When a passenger jet takes off, about one-third of its weight is the fuel it will burn flying from point A to point B. Rocket designers would swoon for such efficiency! When NASA blasts a rocket into orbit, it's basically launching fuel, polluting the atmosphere with the exhaust en route. For instance, fuel accounted for about 95 percent of the weight of the Hubble space shuttle at launch, resulting in a rather pitiful payload; 2,000 tons of fully-fueled shuttle was needed to place the 12-ton space telescope into a 400-mile-high Earth orbit.

The efficient and ecological alternative is the space elevator, or "skyhook" to its fans. The concept, shown in the accompanying diagram, is simple: A vertical cable dangles from orbit to a fixed anchor point on the Earth's equator. To get into space, a "climber" carrying the payload would roll itself up the cable. Typical designs call for a speed of about 200 mph in order to arrive in geostationary orbit, 22,000 miles high, five days after leaving the anchor station.

Most communication satellites hang out over the equator in "geostationary" orbits. As the word implies, an object orbiting 22,000 miles high stays at a fixed point over the planet. To an earthbound observer, it appears stationary, so a dish TV antenna, for instance, doesn't have to be moved around; once aimed at a geostationary satellite, it stays aimed. Construction of a space elevator takes advantage of this phenomenon by lowering the cable from a point in geostationary orbit over the equator, while simultaneously spooling out cable in the opposite direction. Eventually the "down" cable, all 22,000 miles of it, hangs vertically, tethered to an anchor station on Earth's surface (a floating barge in an ocean, in most proposals). The cable stays taut due to centrifugal force on a massive counterweight at the other end.

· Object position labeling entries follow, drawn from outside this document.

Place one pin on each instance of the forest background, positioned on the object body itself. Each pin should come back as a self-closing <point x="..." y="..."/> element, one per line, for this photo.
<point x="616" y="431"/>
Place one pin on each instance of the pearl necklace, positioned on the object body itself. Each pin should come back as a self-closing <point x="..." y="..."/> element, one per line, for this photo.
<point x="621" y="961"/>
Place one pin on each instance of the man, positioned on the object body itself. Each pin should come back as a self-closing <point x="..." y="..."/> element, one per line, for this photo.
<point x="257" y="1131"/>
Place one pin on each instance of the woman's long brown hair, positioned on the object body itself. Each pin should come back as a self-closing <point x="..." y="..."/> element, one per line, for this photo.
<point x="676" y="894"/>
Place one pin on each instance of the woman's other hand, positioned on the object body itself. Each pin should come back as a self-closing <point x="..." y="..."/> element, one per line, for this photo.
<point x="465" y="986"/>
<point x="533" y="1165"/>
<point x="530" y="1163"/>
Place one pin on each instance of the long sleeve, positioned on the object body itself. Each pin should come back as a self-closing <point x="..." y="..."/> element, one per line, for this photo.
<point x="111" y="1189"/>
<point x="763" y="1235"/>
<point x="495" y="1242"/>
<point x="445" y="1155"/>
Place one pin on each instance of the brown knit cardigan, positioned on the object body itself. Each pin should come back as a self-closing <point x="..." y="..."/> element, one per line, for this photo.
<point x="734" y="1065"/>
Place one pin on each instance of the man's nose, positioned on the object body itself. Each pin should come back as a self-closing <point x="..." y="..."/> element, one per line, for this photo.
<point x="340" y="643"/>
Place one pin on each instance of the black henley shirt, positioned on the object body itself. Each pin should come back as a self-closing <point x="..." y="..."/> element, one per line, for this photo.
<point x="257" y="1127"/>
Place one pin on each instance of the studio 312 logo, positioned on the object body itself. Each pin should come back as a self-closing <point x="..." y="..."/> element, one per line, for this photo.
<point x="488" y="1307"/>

Sounds great, let's go build one! All we need is a (very) long cable strong enough to support its own weight, after allowing for both decreasing gravity the higher you go, and the counterbalancing effect of centrifugal force. In round numbers, the cable has to support 3,000 miles of its own weight. Steel doesn't do it — nowhere near; a 20-mile long steel cable would break under its own weight. Kevlar, fiberglass or carbon-graphite fibers get us up to around 300 miles, still way too weak. What we need is a material with very high specific strength, that is, great tensile strength compared to its mass. Since most of an atom's mass is in its nucleus, we're looking for an element with comparatively few protons and neutrons, but many outer electrons to bond strongly to its neighbors.

Which is why carbon nanotubes are looking promising as space elevator cable material — carbon has an atomic weight of 6, compared to, for instance, 56 for iron. Long nanotubes of carbon arranged in a honeycomb lattice are, weight-for-weight, a thousand times stronger than steel, and might work — in theory. Practically, the longest defect-free carbon nanotubes (and similar graphene ribbons) to date are inches long, not the thousands of miles needed for this venture.

But that's just a matter of time, if past technological hurdles are any gauge. One day — not soon, but perhaps in a century or two — we'll be reaching space by elevator, not by rocket. Only then, I believe, can we really start thinking of ourselves as a spacefaring civilization — without polluting our precious atmosphere as we go.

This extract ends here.